In the view of sources in Western Europe, acceptance by the Reagan administration of the idea that there would be areas that would not be touched by the proposed European sanctions may make it easier to achieve agreement among the European allies on the program.

Some of the sources suggested that the West German government may not be as reluctant as previously believed to agree to some of the measures now being considered.

They noted that West German Foreign Minister Hans-Dietrich Genscher joined Carrington and French Foreign Minister Claude Cheysson in expressing strong interest this week in the idea of offering Poland a major Common Market aid package contingent on easing martial law. The biggest hurdles for this suggestion are its potential cost to the financially pressed Common Market countries and the difficulty in setting and enforcing the conditions Jaruzelski would have to satisfy to get it.
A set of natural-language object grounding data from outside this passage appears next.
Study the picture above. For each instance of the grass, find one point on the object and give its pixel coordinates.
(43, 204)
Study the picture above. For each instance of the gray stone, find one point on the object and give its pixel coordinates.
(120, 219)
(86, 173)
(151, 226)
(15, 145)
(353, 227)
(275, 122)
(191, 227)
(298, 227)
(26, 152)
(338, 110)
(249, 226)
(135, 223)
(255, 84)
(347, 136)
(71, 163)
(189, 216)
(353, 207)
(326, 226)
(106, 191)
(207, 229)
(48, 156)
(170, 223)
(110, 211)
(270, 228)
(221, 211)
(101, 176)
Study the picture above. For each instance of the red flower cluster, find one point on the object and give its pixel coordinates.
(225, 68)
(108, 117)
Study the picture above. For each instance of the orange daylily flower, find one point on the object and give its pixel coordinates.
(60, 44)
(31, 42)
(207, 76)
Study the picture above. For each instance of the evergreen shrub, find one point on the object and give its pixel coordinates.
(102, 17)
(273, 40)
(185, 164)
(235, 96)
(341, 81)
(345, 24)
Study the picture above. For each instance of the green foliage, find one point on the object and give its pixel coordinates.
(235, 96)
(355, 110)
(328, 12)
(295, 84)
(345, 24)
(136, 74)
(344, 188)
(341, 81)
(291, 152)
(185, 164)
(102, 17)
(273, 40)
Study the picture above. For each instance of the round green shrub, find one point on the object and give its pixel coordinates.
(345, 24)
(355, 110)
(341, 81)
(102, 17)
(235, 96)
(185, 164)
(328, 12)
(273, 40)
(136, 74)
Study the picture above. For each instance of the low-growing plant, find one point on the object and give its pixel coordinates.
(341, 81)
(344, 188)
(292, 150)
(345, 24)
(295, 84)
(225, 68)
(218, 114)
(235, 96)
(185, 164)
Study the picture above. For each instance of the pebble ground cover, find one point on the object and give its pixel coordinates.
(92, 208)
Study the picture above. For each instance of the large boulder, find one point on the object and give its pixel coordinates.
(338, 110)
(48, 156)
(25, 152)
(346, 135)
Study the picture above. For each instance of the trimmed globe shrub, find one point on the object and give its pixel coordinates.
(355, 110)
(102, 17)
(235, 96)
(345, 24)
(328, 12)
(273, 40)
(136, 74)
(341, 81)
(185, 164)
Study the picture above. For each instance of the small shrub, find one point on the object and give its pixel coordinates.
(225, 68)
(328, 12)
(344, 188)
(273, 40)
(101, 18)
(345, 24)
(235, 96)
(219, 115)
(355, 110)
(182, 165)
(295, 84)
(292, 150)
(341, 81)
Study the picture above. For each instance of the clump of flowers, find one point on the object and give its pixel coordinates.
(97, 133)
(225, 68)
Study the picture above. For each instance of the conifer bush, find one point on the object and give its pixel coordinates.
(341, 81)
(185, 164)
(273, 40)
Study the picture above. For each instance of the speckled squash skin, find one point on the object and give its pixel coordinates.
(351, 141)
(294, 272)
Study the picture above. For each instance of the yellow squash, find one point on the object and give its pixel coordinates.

On the other hand, Cheysson has publicly stated French opposition to cutting off Common Market-subsidized government-to-government discount sales of surplus food to Poland, a move favored by most of the other allies but which would particularly hurt French farmers.

Correspondent Edward Cody filed this report from Paris on the French reaction to the situation in Poland:

France's Socialist government, as part of its tough stand on the Polish crisis, is reconsidering the scope of its involvement in the natural gas pipeline deal which as now constituted would make France dependent on the Soviet Union for a third of its supplies of the fuel by the end of the decade.

The French move would reverse earlier dismissals of warnings from the Reagan administration that the contract would create political and economic dangers by making Paris too reliant on the Soviets for a key component of its energy needs. A Foreign Ministry official said the new doubts stem directly from the uproar over Poland and that, as a result, a final decision is expected soon.

Several recommendations from the ministries involved have been forwarded to Mitterrand, including one that the agreement be reduced from delivery of 8 billion cubic meters of natural gas a year to 6 billion, he added. The difference could be made up by imports from Algeria

After talks here in November between French and Soviet officials, it was reported that agreement was almost complete except for a formula to calculate the base price. The talks were set to resume Jan. 18, another reason Mitterrand is expected to make his decision soon.

Diplomatic sources said doubts on the gas deal are not part of talks among Western European nations on possible sanctions against the Soviet Union over its role in Poland. Nevertheless, the French official said, a decision to reduce the amount of gas purchased from Moscow should be interpreted as a facet of France's reaction to the Soviet role in Poland.